治療としては、持続的に脳脊髄液を排出させる手術を行うことで、術後に客観的な症状の改善が示されれば、診断が確定します。手術後でないと診断が確定できないのは、この病気の診断が難しいことによります。
甲状腺機能低下症
甲状腺の機能が低下すると、認知機能障害や意欲低下・抑うつ症状がでることがあります。認知機能は広範に障害されますが、特に記憶障害がでやすく、意欲低下・抑うつ症状を伴いやすいとされます。
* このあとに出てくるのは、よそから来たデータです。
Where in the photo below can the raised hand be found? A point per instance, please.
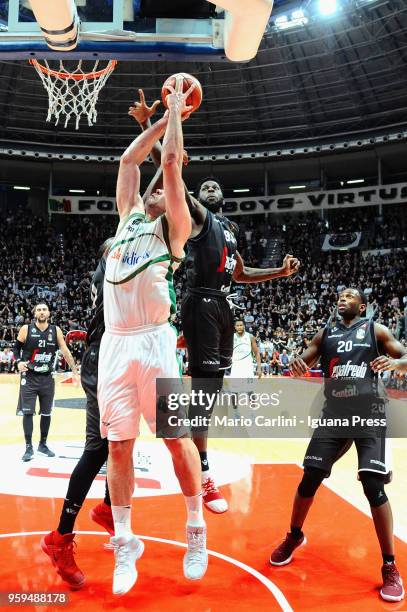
(177, 98)
(140, 111)
(298, 367)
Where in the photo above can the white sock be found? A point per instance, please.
(122, 521)
(194, 510)
(205, 475)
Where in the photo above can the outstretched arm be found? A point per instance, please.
(128, 180)
(244, 274)
(142, 113)
(396, 358)
(300, 364)
(67, 355)
(256, 353)
(177, 212)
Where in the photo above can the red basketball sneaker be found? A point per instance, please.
(59, 548)
(212, 497)
(102, 515)
(284, 552)
(392, 589)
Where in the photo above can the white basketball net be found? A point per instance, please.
(73, 93)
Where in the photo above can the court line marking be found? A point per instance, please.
(273, 588)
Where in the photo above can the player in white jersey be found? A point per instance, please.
(244, 349)
(139, 344)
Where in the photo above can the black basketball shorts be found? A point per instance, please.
(373, 453)
(207, 325)
(89, 380)
(32, 386)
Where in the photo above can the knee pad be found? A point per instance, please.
(373, 487)
(311, 481)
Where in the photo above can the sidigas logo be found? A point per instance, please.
(133, 258)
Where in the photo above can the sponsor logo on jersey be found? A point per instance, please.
(134, 258)
(361, 333)
(42, 358)
(349, 370)
(377, 462)
(349, 391)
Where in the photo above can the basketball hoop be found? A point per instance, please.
(73, 93)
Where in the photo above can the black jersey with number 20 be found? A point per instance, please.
(211, 257)
(346, 354)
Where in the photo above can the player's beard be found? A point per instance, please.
(214, 205)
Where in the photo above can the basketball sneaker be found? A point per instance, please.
(212, 497)
(126, 552)
(392, 589)
(284, 552)
(102, 515)
(29, 453)
(196, 557)
(44, 450)
(60, 549)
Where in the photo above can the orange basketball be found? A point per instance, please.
(194, 99)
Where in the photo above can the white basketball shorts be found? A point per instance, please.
(130, 361)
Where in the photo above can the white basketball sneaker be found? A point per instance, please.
(196, 557)
(126, 552)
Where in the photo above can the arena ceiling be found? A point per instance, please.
(319, 82)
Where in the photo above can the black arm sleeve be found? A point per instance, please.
(17, 349)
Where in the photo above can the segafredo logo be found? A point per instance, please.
(350, 370)
(153, 470)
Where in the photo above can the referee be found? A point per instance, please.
(34, 351)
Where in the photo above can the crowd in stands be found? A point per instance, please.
(53, 261)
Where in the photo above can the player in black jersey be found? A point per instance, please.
(351, 351)
(35, 351)
(212, 262)
(58, 544)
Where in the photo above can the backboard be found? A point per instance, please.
(114, 29)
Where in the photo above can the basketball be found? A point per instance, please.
(195, 97)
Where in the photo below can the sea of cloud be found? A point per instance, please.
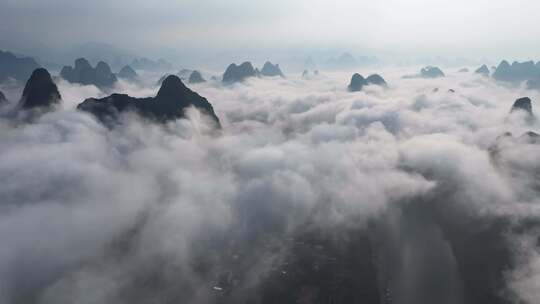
(90, 214)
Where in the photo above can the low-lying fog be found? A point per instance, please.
(149, 213)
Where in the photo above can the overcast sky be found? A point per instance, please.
(474, 28)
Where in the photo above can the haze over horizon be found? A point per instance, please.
(198, 31)
(263, 152)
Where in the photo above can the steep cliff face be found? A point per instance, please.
(170, 103)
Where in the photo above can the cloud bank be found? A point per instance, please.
(147, 213)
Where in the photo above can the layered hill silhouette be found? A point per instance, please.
(239, 73)
(431, 72)
(3, 98)
(358, 82)
(151, 65)
(128, 73)
(40, 91)
(483, 70)
(83, 73)
(196, 77)
(18, 68)
(170, 103)
(517, 71)
(271, 70)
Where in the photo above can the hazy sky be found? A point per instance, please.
(496, 28)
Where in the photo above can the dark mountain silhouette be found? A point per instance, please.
(358, 82)
(517, 72)
(151, 65)
(483, 70)
(170, 103)
(83, 73)
(523, 104)
(376, 79)
(196, 77)
(431, 72)
(40, 91)
(271, 70)
(128, 73)
(345, 60)
(3, 98)
(533, 84)
(18, 68)
(238, 73)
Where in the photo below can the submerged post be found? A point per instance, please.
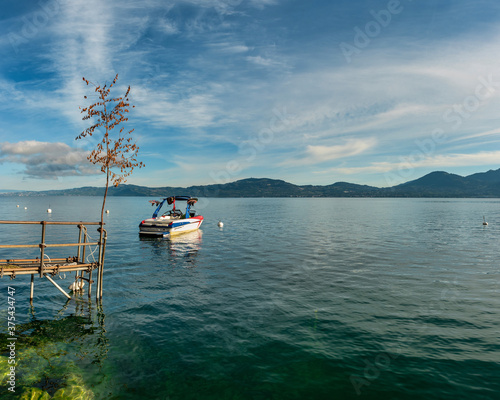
(32, 287)
(105, 238)
(42, 248)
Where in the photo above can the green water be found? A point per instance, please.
(292, 299)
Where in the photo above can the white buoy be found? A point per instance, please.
(76, 286)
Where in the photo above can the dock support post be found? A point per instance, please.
(102, 259)
(57, 286)
(42, 248)
(32, 287)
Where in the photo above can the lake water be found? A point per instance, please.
(291, 299)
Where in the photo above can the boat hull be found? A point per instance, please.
(166, 227)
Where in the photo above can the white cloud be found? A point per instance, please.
(319, 154)
(44, 160)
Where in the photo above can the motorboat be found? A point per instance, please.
(172, 222)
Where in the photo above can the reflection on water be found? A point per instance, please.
(56, 357)
(181, 248)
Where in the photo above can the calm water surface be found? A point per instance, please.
(292, 299)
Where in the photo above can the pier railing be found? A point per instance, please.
(44, 266)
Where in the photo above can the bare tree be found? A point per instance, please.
(117, 155)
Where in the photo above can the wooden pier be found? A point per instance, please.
(47, 267)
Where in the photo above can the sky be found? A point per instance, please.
(311, 92)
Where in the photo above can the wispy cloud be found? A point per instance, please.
(44, 160)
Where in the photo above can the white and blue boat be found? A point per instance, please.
(172, 222)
診断は、血液検査で甲状腺の機能が低下していることを確認することでなされます。治療としては、甲状腺機能を改善させるお薬を内服します。甲状腺の機能が回復するに伴って、認知機能の改善が期待できます。
なお、甲状腺の機能が必ずしも低下していなくても、甲状腺に対する特殊な抗体が原因で、認知機能が低下してしまうことがあります。この病気は“橋本脳症(はしもとのうしょう)”とよばれており、認知機能の低下のほか、異常な行動や、錯乱・混乱などの精神症状などのさまざまな症状を伴うことが特徴です。治療もステロイドが良く効くことが特徴です。
慢性硬膜下血腫(まんせいこうまくかけっしゅ)
慢性硬膜下血腫は、“硬膜”と呼ばれる脳を覆う膜と、脳表面の間に血腫ができてしまう病気です。頭部に強い衝撃や外傷を負った後に見られることが一般的ですが、ケガをしてから数ヵ月後から生じることもあり、原因がはっきりしないことも多いのが実情です。
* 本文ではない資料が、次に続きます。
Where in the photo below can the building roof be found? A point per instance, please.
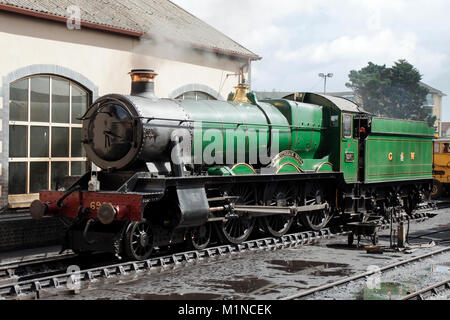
(156, 19)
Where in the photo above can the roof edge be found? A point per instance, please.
(63, 19)
(127, 32)
(252, 57)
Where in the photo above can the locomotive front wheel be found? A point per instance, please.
(200, 237)
(350, 239)
(437, 189)
(315, 220)
(280, 196)
(237, 229)
(138, 240)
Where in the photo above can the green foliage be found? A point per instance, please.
(393, 92)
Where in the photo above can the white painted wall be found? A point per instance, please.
(106, 58)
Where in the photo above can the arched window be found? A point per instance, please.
(44, 133)
(195, 95)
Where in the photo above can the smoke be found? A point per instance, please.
(160, 52)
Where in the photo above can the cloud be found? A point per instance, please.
(299, 39)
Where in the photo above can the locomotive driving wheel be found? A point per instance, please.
(138, 240)
(200, 237)
(238, 228)
(279, 195)
(315, 220)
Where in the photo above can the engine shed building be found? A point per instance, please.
(59, 56)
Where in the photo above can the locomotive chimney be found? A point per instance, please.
(240, 95)
(142, 83)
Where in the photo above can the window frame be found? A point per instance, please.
(344, 115)
(50, 125)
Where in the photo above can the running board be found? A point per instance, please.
(260, 211)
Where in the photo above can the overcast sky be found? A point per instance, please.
(300, 38)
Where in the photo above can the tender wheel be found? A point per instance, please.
(280, 195)
(315, 220)
(238, 228)
(200, 237)
(138, 242)
(437, 189)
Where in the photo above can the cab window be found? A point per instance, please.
(445, 148)
(347, 126)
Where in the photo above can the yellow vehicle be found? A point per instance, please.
(441, 167)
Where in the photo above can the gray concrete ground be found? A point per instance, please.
(281, 273)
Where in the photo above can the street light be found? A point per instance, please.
(325, 76)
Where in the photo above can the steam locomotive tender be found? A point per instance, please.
(333, 160)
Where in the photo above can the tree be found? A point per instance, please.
(393, 92)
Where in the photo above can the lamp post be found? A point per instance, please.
(325, 76)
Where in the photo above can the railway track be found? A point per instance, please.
(312, 292)
(430, 291)
(32, 284)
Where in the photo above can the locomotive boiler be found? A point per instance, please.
(192, 172)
一般的な初期症状は、頭痛や頭重感ですが、慢性硬膜下血腫に特徴的というわけでもないので、この症状だけで慢性硬膜下血腫を疑うことは難しいかもしれません。さらに血腫が大きくなってくると、血腫のある側と反対側の手足が徐々に麻痺してきたり、痙攣発作を生じたりすることもあります。そして、だんだんとぼーっとしてきて、精神活動が鈍くなっていってしまうことも多いです。そのため、認知症のように見えてしまうようになります。ほかには、尿失禁や歩行障害なども伴ってくることがあります。
診断は、頭部CT/MRIなどの画像検査で、硬膜下血腫の存在を確認することでなされます。手術で血腫を除去する事が治療になります。
おわりに
今回は、“治る認知症”の具体的な原因についてまとめました。認知症の全てが治らないというわけではないことが、伝わりましたでしょうか。“治る認知症”の多くは、早期発見・早期治療が重要です。“治る認知症”であっても、治療が遅れれば“治らなくなる”こともありえます。だからこそ、もの忘れ外来などの専門外来では、“治る認知症”を見逃さないように最初に確認していくのです。気になる方は、いちどかかりつけ医にご相談いただくと良いと思います。